Proof #1 of Theorem (after B&B)

Let the angle bisector of BAC intersect segment BC at point D. 

  • Since ray AD is the angle bisector, angle BAD = angle CAD. 
  • The segment AD = AD = itself.
  • Also, AB = AC since the triangle is isosceles.

Thus, triangle BAD is congruent to CAD by SAS (side-angle-side).

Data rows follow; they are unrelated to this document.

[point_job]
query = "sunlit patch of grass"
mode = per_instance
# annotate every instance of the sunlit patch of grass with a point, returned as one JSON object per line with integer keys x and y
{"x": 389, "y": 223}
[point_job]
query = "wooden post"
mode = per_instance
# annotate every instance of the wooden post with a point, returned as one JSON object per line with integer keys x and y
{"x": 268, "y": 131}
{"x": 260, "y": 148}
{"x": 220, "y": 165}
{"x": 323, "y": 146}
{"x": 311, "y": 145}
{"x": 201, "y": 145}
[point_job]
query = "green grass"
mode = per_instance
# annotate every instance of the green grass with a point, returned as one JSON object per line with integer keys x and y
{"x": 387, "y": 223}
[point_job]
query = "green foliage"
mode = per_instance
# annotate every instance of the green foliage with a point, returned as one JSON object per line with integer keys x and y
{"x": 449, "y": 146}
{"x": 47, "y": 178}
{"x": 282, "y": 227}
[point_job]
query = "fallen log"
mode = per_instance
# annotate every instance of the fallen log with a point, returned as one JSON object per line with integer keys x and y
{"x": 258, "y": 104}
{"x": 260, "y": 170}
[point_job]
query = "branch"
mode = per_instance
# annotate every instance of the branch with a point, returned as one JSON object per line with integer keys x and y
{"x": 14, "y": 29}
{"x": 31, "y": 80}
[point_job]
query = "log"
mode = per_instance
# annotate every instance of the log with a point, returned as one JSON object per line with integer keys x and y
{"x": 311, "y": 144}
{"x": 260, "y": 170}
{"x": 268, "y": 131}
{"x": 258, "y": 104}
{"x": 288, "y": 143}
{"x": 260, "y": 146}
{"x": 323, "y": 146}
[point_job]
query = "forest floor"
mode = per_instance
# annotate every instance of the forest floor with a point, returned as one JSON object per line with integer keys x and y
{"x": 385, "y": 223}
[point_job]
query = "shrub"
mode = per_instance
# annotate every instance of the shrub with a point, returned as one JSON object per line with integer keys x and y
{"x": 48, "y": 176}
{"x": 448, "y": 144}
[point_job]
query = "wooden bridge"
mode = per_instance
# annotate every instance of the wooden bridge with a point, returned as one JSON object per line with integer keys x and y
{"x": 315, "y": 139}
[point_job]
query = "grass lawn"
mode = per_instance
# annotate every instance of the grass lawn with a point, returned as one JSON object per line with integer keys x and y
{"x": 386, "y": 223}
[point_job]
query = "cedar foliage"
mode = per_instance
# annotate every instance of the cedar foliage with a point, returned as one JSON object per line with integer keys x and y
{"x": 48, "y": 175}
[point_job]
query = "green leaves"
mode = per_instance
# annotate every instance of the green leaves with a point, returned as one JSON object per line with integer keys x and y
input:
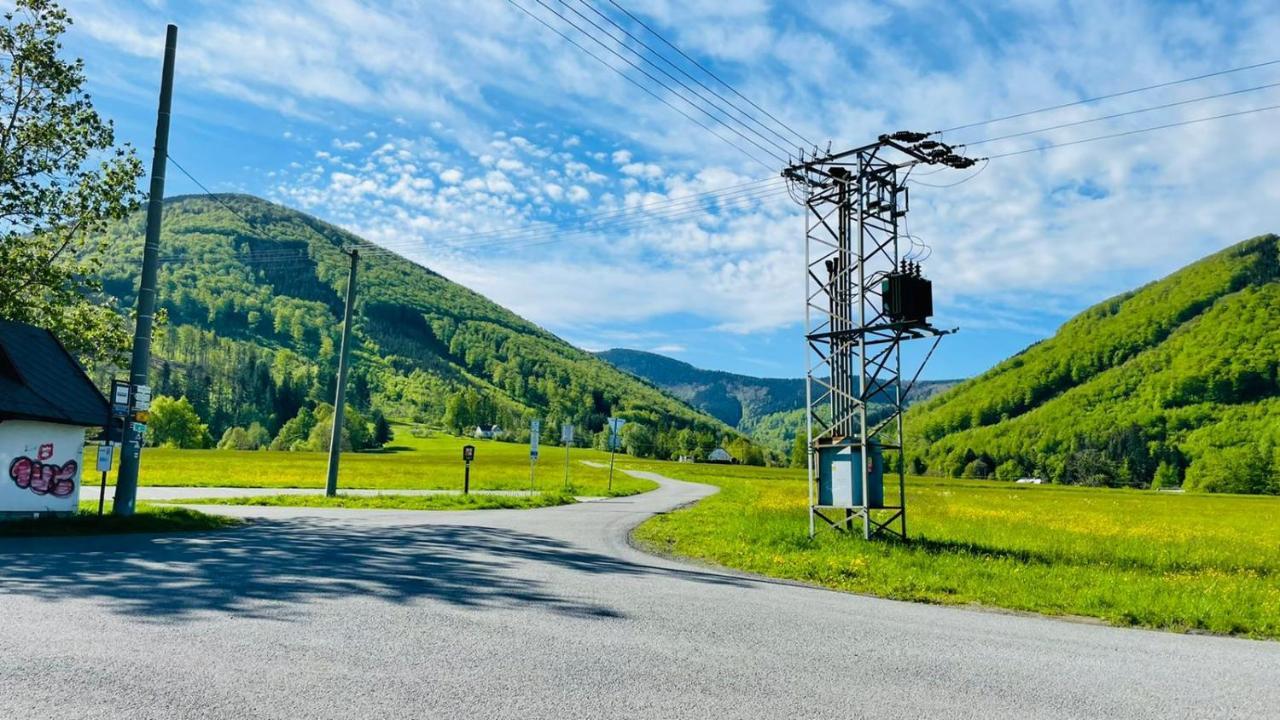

This means that triangle BAD = triangle CAD, and corresponding sides and angles are equal, namely:

  1. DB = DC,
  2. angle ABD = angle ACD,
  3. angle ADB = angle ADC.

(Proof of a).  Since DB = DC, this means D = M by definition of the midpoint.  Thus triangle ABM = triangle ACM.

(Proof of b) Since angle ABD = angle ABC (same angle) and also angle ACD = angle ACB, this implies angle ABC = angle ACB.

(Proof of c) From congruence of triangles, angle AMB = angle AMC.  But by addition of angles, angle AMB + angle AMC = straight angle = 180 degrees.  Thus 2 angle AMB = straight angle and angle AMB = 90 degrees = right angle.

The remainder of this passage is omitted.